If the underlying data structure is a heap, top() will be constant time, and push (EDIT: and pop) will be logarithmic (like you are saying). The vector is just used to store these things like this:
HEAP:
1
2 3
8 12 11 9
VECTOR (used to store)
1 2 3 8 12 11 9
You can think of it as the element at position i's children is (2i) and (2i+1)
They use the vector because it stores the data sequentially (which is much more efficient and cache-friendly than discrete)
Regardless of how it is stored, a heap should always be implemented (especially by the gods who made the STD lib) so that pop is constant and push is logarithmic
C++ STL priority_queue underlying data structure is Heap data structure(Heap is a non linear ADT which based on complete binary tree and complete binary tree is implemented through vector(or Array) container.
ex Input data : 5 9 3 10 12 4.
Heap (Considering Min heap) would be :
[3]
[9] [4]
[10] [12] [5]
NOW , we store this min heap in to vector,
[3][9][4][10][12][5].
Using formula ,
Parent : ceiling of n-1/2
Left Child : 2n+1
Right Child : 2n+2 .
Hence ,
Time Complexity for
Top = O(1) , get element from root node.
POP()= O(logn) , During deletion of root node ,there is chance to violation of heap order . hence restructure of heap order takes at most O(logn) time (an element might move down to height of tree).
PUSH()= O(logn) , During insertion also , there might chance to violation of heap order . hence restructure of heap order takes at most O(logn) time (an element might move up to root from leaf node).
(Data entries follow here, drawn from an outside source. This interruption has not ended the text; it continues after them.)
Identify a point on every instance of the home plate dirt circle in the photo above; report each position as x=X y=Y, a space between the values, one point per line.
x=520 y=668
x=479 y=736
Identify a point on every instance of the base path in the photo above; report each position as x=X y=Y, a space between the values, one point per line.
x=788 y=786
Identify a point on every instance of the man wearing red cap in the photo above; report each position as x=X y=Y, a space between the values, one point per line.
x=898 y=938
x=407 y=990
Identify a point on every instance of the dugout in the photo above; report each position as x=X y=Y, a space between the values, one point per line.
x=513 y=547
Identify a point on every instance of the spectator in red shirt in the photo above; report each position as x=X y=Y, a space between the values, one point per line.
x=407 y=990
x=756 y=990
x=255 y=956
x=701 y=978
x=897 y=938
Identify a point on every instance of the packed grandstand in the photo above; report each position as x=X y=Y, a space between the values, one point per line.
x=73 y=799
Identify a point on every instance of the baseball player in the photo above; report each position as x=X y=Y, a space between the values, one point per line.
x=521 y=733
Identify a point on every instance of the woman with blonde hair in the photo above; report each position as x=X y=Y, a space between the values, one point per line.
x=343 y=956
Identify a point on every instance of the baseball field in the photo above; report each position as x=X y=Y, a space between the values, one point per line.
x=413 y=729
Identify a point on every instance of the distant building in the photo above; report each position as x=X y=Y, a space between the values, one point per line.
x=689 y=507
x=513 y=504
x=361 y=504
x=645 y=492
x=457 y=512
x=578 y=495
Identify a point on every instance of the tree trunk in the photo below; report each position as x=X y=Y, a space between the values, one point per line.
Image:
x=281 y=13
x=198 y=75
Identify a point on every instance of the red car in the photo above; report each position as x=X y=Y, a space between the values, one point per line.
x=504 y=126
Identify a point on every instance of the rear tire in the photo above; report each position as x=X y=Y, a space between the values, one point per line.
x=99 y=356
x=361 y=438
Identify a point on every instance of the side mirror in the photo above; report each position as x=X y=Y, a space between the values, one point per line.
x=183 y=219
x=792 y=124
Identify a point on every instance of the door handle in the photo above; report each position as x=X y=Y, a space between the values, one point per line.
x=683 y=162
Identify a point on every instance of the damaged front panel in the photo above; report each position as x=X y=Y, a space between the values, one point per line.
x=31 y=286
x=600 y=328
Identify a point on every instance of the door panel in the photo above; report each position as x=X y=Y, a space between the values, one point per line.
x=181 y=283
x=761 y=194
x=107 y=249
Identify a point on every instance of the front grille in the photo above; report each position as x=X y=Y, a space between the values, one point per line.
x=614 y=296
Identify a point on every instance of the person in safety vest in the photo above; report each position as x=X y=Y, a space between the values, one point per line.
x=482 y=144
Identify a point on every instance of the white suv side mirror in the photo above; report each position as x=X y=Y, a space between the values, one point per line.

Q1: I didn't look in the standard, but AFAIK, using vector (or deque btw), the complexity would be O(1) for top(), O(log n) for push() and pop(). I once compared std::priority_queue with my own heap with O(1) push() and top() and O(log n) pop() and it certainly wasn't as slow as O(n).
Q2: set is not usable as underlying container for priority_queue (not a Sequence), but it would be possible to use set to implement a priority queue with O(log n) push() and pop(). However, this wouldn't probably outperform the std::priority_queue over std::vector implementation.